Fischbach was ready to start talking now, ready to flesh out the candidate for public view. This is what a campaign's all about, after all. And so it began with this: "I don't really have a [political] background, nothing much," he told the PD. "I'm just here to let the people have a voice."
Here, then, was your conduit to the highest political office in the county, dear voters. The man who wanted to hand the microphone back to you, if only for a Journey sing-a-long.
***Fischbach's voice is rough when we talk to him in mid-December. He details a nasty bout of illness that has plagued him for a couple weeks now and apologizes for missing an interview. This would become a hallmark going forward - his penchant for missing interviews, that is, not necessarily the illness.
Eventually, he agrees to meet up at a McDonald's on the southern hemline of Parma. He's wearing the same purple shirt and tie combo that he wears in his Facebook profile photo for his campaign. It's as if he wriggled right out of the computer already in character.
"You know what? I'm feeling much better now." Fischbach says in between slurps of Coke. "Everyone's texting me: 'I'm sorry you're sick, but stay away from me,' you know? The only thing I've got now is a cough, so I promise I won't get you sick or anything." His voice carries the quick lilt of his native Boston.
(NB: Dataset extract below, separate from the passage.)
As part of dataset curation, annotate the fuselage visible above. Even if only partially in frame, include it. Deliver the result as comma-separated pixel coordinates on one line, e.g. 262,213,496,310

He leans back in his chair and, with a wistful smile, begins explaining his intentions, delving into his time at Berea High School - ground zero of his political awakening, as it were. The whole district mirrors the deep blue hues of the county, so the slightly younger Fischbach saw ample opportunity to engage in healthy debate around the halls. This was back when Gov. John Kasich was championing Senate Bill 5 (Issue 2) across the state, prior to Fischbach's 2013 graduation.
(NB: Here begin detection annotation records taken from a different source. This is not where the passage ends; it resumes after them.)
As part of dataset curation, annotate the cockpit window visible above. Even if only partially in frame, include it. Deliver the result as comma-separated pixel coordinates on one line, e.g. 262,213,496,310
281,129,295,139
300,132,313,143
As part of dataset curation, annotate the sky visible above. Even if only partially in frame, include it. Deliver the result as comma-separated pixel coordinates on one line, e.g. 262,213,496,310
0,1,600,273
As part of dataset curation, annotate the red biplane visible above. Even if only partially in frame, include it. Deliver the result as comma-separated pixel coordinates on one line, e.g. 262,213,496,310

"When you have a young Republican punk coming through your hallways..." Fischbach starts off with a laugh. "I remember they put a couple posters in the school. You know, 'No on Senate Bill 5' and all that. I went up to the administration and, well, 'Am I allowed to put up posters for Senate Bill 5? Is this how it's gonna go?' I think it was like an hour later that they took them down, because I would do it. I would do it!"
He pursues this tangent: "I would love to see a push for another Senate Bill 5 if we could for the whole state. But if we could push something countywide, that'd be great. And a lot of people probably aren't going to vote for me for saying that."
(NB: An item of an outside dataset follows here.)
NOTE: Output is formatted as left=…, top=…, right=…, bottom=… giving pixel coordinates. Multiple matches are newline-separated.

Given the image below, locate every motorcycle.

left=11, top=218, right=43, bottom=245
Whether it's naivete, balls, or the comfort of being an absolute outsider with no chance at winning, Fischbach's budding campaign hinges largely on calling out anyone, whether fellow GOPers or not. He spouts antipathy at length and shakes his head at mentions of Ed FitzGerald, Jack Schron and Frank Jackson before riding out a rant against the Good Old Boys Club of local politics. Distant chumps, all.
He's been gunning to take them down for years now, especially after watching some of his Republican heroes (the Rick Perrys, Mitt Romneys, and Ken Lancis of the world) fall to Democratic victors. It's not been an easy thing to watch his more established counterparts fall.
In April 2013, Fischbach's mother died, which added profound shock to his tiers of adult stress. The loss also tore him from plans to run for the mayor of Berea (he never pulled petitions, just told everyone that he was running). The next year, of course, buoyed by whatever was stirring inside him, he aimed higher than mayor of the small Cleveland suburb.